Le 29 octobre 2024, la première arrestation a été enregistrée au Japon liée à l'exploitation d'un site de spoiler d'anime basé sur des transcriptions. La police de la préfecture de Miyagi a arrêté trois individus, dont un homme résidant dans le district de Shibuya à Tokyo, soupçonnés d'avoir violé la loi sur le droit d'auteur. Les accusés exploitaient un site en ligne qui publiait des transcriptions détaillées de toute l'histoire de l'anime « Overlord ».propriété de la société KADOKAWA et d'autres entités de production.
Ce site a publié les dialogues, les noms des personnages, les décors et autres détails de l'intrigue, sans l'autorisation des titulaires des droits, en complétant le contenu avec des images associées. Selon la CODA (Content Overseas Distribution Association), c'est la première fois que les exploitants d'un site de transcription d'œuvres audiovisuelles sont arrêtés au Japon. L'enquête a révélé que le groupe générait illégalement des revenus publicitaires grâce à la diffusion de ce contenu détaillé, réussissant à attirer un grand nombre de visites sur le site.

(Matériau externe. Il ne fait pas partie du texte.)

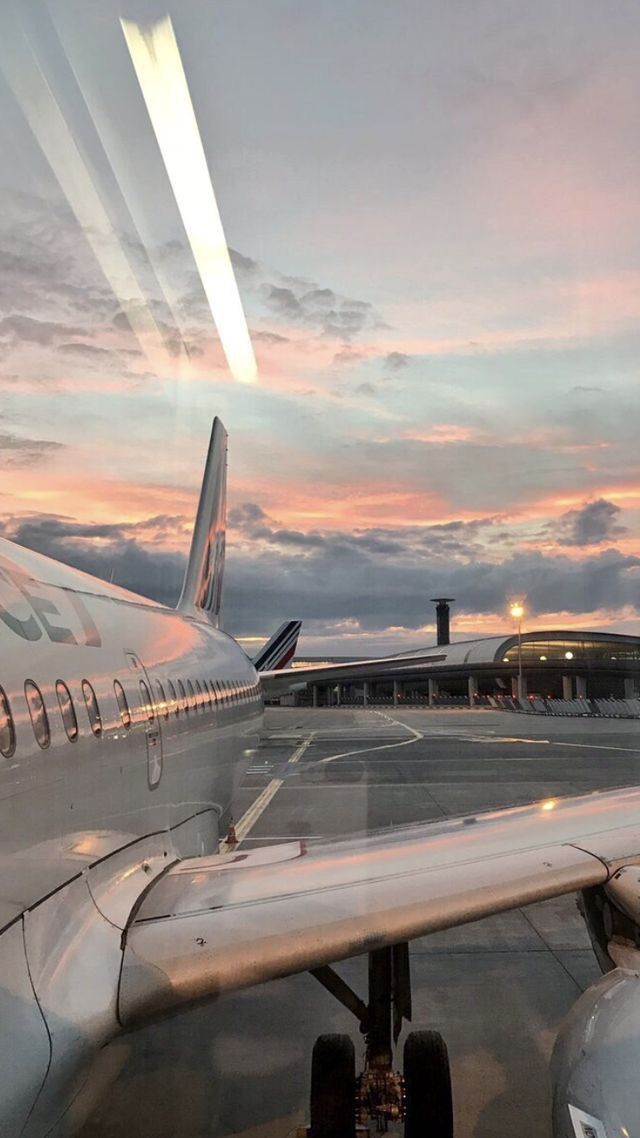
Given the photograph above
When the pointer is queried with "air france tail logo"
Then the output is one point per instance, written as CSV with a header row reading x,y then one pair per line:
x,y
27,610
587,1126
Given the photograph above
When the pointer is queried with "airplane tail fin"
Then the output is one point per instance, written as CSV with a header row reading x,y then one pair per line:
x,y
202,591
280,649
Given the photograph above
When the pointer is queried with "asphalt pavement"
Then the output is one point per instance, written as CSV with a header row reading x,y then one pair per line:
x,y
497,989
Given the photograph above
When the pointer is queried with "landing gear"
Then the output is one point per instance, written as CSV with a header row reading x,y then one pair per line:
x,y
428,1108
343,1105
333,1088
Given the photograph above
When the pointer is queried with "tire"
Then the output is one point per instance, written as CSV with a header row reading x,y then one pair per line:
x,y
333,1088
427,1087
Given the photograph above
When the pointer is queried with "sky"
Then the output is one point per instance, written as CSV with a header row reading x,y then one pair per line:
x,y
433,215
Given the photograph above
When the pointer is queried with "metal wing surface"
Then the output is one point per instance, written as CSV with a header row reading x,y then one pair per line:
x,y
276,683
218,924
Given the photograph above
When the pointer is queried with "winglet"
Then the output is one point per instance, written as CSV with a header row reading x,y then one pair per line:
x,y
202,591
280,649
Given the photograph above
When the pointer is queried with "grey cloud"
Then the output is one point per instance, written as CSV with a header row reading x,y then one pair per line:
x,y
318,308
347,354
377,578
246,516
593,524
26,329
270,338
111,552
395,361
241,264
16,451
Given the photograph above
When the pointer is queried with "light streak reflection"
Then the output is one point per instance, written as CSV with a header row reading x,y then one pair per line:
x,y
155,56
33,93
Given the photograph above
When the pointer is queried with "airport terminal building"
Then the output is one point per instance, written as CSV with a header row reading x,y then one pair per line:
x,y
550,665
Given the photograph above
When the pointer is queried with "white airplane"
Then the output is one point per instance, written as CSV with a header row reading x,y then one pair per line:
x,y
123,733
280,650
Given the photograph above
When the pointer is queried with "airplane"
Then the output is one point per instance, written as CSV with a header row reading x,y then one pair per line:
x,y
280,650
125,727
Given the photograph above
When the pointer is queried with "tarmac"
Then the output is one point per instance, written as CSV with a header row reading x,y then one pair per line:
x,y
497,989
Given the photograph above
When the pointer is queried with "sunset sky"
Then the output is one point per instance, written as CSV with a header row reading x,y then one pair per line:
x,y
434,220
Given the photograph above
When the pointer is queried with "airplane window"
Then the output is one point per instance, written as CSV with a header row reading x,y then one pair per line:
x,y
67,710
147,702
92,709
38,712
163,706
123,704
183,697
7,731
173,698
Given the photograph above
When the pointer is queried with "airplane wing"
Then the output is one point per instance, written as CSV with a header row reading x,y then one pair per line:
x,y
216,924
276,683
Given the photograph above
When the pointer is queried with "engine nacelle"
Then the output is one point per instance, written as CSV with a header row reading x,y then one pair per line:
x,y
596,1063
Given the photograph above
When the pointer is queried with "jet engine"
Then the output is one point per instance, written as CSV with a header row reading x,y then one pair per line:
x,y
596,1063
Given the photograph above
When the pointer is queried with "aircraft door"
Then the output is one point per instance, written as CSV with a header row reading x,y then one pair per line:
x,y
153,730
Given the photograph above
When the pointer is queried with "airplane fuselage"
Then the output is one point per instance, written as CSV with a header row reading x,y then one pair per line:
x,y
123,733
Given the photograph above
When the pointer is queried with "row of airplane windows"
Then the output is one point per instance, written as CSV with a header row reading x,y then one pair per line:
x,y
183,698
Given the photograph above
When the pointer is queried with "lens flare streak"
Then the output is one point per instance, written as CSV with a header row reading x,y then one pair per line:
x,y
156,59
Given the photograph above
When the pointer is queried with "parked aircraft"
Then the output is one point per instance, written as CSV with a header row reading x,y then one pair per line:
x,y
280,650
124,727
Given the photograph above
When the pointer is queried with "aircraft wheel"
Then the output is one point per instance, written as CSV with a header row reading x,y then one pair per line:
x,y
427,1087
333,1088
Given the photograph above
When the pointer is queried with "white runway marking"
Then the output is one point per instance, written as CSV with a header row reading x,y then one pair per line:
x,y
251,816
385,747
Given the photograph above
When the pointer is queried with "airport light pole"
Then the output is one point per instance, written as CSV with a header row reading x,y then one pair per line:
x,y
517,612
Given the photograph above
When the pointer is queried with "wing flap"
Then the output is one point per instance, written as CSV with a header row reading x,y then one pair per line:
x,y
220,924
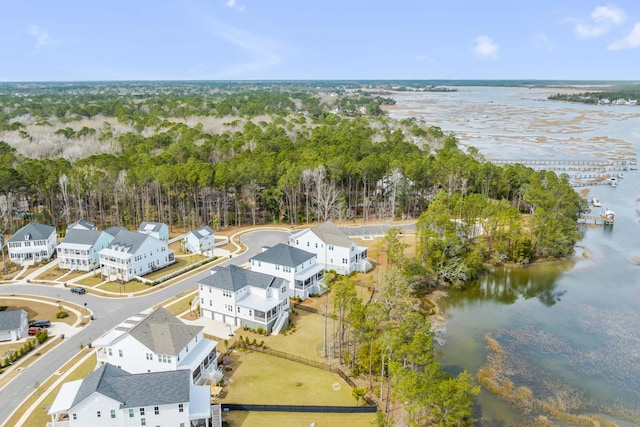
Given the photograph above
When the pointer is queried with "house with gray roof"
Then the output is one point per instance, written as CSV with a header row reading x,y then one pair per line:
x,y
81,224
158,230
335,250
159,341
131,255
199,241
299,268
14,325
79,251
32,243
110,396
241,297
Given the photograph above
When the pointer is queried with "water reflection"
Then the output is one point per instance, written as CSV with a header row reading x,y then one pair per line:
x,y
508,285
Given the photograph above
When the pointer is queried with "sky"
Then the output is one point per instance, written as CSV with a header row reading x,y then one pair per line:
x,y
84,40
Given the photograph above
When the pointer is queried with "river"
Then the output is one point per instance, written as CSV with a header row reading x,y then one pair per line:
x,y
570,330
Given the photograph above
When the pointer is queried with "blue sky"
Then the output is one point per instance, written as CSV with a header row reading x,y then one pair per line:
x,y
67,40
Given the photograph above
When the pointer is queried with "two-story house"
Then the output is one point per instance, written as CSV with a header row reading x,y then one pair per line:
x,y
335,250
32,243
158,230
80,247
159,342
112,397
199,241
241,297
299,268
133,254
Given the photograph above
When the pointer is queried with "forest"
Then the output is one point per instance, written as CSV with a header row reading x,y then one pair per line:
x,y
234,154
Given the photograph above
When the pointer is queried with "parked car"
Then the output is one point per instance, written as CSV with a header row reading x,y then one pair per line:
x,y
34,330
41,323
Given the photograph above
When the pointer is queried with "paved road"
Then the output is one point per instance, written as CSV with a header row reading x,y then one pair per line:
x,y
108,313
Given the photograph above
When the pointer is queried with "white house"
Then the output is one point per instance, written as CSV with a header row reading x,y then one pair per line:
x,y
32,243
80,247
241,297
159,342
158,230
81,224
13,325
299,268
199,240
133,254
334,249
112,397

L'opération illégale s'est déroulée entre janvier 2023 et février 2024, période pendant laquelle les administrateurs du site ont réussi à obtenir d'importants revenus financiers en publiant ces résumés détaillés et non autorisés de la série. La police a découvert que les accusés avaient agi de manière organisée, en conspirant pour diffuser ce contenu protégé par le droit d'auteur et le monétiser, ce qui a conduit à une intervention des forces de l'ordre en coordination avec CODA, qui a traité la plainte au nom des titulaires des droits.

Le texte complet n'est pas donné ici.